Rata-rata sistem pengolahan sampah di rumah-rumah di Indonesia tidak seperti rumah-rumah yang di komplek atau cluster yang pemilik rumahnya tinggal menaruh sampah di tempat sampah khusus, lalu ada petugas yang menjemputnya setiap hari.
Di Singapura—dimana tempat tinggal padat secara vertikal—mempunyai pengelolaan sampah yang terstruktur dan mudah dikelola. Sementara itu, rumah-rumah di Jakarta sangat scattered. Terutama rumah-rumah yang berlokasi di gang-gang kecil atau pinggir kali dimana orang menengah-kebawah itu tinggal. Jadi, pengelolaan sampah lebih menantang di Jakarta.
Yang mengambil sampah di rumah kita itu bukan petugas pemerintah, melainkan petugas swasta atau vendor. Petugas pemerintah hanya berwewenang untuk mengoleksi sampah dari tempat-tempat umum seperti pinggir jalan. Pasukan oren yang biasa kita lihat itu kebanyakan adalah petugas dari vendor, bukan pemerintah. Petugas pemerintah juga tidak memilah sampah dengan baik. Meskipun tong sampahnya sudah dipisahkan organik dan anorganik, ujung-ujungnya disatuin lagi di gerobaknya. Percuma saja.
Selain itu, karena yang mengambil sampah di rumah-rumah itu petugas swasta, RT seringkali menarik uang bulanan (misal 50rb) untuk pengelolaan sampah. Untuk orang yang miskin (beneran miskin) itu beban yang sangat berat. Mereka lebih memilih untuk buang sampah di pinggir jalan ketika berangkat kerja, lalu berharap petugas sampah melakukan pickup setiap harinya. Gratis.

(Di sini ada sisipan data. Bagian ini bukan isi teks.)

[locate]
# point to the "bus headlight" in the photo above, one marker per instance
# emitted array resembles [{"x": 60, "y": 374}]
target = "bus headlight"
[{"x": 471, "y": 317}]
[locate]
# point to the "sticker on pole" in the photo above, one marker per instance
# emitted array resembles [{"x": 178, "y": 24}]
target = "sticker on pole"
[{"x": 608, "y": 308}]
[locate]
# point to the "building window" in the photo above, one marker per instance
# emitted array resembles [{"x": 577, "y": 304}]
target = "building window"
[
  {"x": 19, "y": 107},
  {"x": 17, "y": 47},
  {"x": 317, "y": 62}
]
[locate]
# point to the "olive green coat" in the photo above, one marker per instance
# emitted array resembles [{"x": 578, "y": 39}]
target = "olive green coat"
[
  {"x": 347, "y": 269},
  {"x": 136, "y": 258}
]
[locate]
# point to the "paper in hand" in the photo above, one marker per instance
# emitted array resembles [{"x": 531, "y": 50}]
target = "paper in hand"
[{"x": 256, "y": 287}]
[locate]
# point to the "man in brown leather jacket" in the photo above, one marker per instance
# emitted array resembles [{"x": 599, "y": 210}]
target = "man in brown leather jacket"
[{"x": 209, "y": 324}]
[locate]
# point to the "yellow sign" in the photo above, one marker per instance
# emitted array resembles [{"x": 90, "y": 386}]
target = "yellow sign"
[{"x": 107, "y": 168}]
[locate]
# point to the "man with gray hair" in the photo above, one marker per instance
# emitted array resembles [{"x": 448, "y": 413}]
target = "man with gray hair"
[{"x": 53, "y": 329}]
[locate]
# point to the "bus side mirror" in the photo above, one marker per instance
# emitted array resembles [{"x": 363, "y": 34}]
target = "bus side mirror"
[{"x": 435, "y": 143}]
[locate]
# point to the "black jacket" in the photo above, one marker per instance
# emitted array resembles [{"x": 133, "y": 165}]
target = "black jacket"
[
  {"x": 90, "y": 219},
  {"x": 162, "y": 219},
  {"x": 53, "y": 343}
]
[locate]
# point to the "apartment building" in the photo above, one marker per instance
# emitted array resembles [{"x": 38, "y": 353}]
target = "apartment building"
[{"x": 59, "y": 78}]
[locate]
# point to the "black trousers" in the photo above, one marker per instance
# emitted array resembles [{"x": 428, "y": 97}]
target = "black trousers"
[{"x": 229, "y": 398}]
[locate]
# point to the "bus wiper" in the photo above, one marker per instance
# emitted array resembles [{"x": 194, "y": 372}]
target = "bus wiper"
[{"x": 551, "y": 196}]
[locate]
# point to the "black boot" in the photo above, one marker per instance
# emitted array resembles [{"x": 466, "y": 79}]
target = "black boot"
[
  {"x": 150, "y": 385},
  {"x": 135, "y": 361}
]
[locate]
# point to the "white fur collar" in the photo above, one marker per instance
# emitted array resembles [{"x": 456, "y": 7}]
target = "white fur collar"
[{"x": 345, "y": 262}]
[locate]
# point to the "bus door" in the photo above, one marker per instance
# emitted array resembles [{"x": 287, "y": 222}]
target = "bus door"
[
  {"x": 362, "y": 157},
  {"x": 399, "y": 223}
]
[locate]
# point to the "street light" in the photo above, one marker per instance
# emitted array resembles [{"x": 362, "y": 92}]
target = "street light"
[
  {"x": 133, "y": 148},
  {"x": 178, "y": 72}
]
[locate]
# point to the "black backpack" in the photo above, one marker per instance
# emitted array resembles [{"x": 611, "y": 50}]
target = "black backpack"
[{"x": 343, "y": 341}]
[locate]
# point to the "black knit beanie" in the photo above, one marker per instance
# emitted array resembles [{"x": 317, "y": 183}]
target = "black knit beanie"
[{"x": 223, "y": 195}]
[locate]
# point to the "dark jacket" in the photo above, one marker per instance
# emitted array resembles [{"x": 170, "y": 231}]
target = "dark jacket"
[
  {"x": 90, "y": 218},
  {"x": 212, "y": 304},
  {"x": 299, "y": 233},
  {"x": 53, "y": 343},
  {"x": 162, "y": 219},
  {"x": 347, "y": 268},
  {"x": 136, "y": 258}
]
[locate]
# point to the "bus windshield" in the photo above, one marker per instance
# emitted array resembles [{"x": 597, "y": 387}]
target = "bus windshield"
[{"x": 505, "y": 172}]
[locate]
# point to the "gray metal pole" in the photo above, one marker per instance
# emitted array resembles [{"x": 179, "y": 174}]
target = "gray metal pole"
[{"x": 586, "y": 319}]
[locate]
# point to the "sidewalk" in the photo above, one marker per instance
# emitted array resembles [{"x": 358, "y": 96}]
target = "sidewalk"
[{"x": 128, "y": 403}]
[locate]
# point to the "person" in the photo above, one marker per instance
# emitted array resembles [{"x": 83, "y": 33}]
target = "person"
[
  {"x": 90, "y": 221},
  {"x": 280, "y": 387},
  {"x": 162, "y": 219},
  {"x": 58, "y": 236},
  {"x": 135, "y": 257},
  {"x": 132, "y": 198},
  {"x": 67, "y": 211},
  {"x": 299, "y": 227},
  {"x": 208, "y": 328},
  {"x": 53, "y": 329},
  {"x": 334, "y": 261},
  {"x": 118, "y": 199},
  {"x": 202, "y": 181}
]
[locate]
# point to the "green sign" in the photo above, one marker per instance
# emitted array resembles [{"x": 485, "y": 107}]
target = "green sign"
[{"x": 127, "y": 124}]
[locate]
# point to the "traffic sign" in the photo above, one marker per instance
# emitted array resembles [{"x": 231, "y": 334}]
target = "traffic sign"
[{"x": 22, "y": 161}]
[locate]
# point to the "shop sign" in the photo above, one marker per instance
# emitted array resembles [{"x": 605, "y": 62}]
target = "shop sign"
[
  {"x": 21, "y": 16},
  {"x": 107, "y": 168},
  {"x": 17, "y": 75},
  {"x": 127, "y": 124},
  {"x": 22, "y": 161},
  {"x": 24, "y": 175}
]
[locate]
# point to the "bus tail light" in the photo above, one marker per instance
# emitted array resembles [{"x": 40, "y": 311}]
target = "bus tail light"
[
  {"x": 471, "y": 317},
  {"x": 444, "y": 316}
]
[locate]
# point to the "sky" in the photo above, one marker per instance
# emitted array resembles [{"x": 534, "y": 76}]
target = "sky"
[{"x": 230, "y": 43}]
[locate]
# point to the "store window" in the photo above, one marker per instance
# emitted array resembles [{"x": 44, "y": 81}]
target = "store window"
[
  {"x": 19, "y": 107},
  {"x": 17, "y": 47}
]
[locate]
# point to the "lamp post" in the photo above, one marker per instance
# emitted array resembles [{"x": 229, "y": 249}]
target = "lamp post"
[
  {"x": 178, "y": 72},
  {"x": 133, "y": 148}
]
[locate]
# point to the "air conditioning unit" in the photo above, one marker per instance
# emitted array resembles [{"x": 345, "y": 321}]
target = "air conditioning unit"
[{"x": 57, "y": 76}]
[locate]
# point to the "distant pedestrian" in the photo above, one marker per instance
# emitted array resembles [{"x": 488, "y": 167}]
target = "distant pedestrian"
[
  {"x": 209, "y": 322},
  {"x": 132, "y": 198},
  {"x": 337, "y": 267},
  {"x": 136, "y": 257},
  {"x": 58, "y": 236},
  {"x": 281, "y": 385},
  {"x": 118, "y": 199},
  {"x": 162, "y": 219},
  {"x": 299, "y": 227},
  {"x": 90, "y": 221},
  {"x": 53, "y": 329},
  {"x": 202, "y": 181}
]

Orang yang tinggal di pinggir kali lebih ringan tangannya untuk melempar plastik sampah ke kali dibanding menaruh sampah di TPS (Tempat Pembuangan Sementara) yang jauh itu.
Solusinya?
Pemerintah setempat menambah pasukan oren untuk mengambil sampah dari rumah-rumah. Menggajinya dengan layak, setidaknya UMR. Memilah sampah dengan baik (organik dan non-organik).
Gapapa boncos di gaji petugas, tapi gain yang didapatkan dari situ juga banyak. Tidak perlu mengeruk kali yang penuh sampah lagi, tidak perlu sewa alat berat untuk membersihkan kali. Resiko banjir dapat teratasi. Dan masih banyak lagi.
Buatlah akses untuk membuang sampah pada tempatnya itu lebih baik.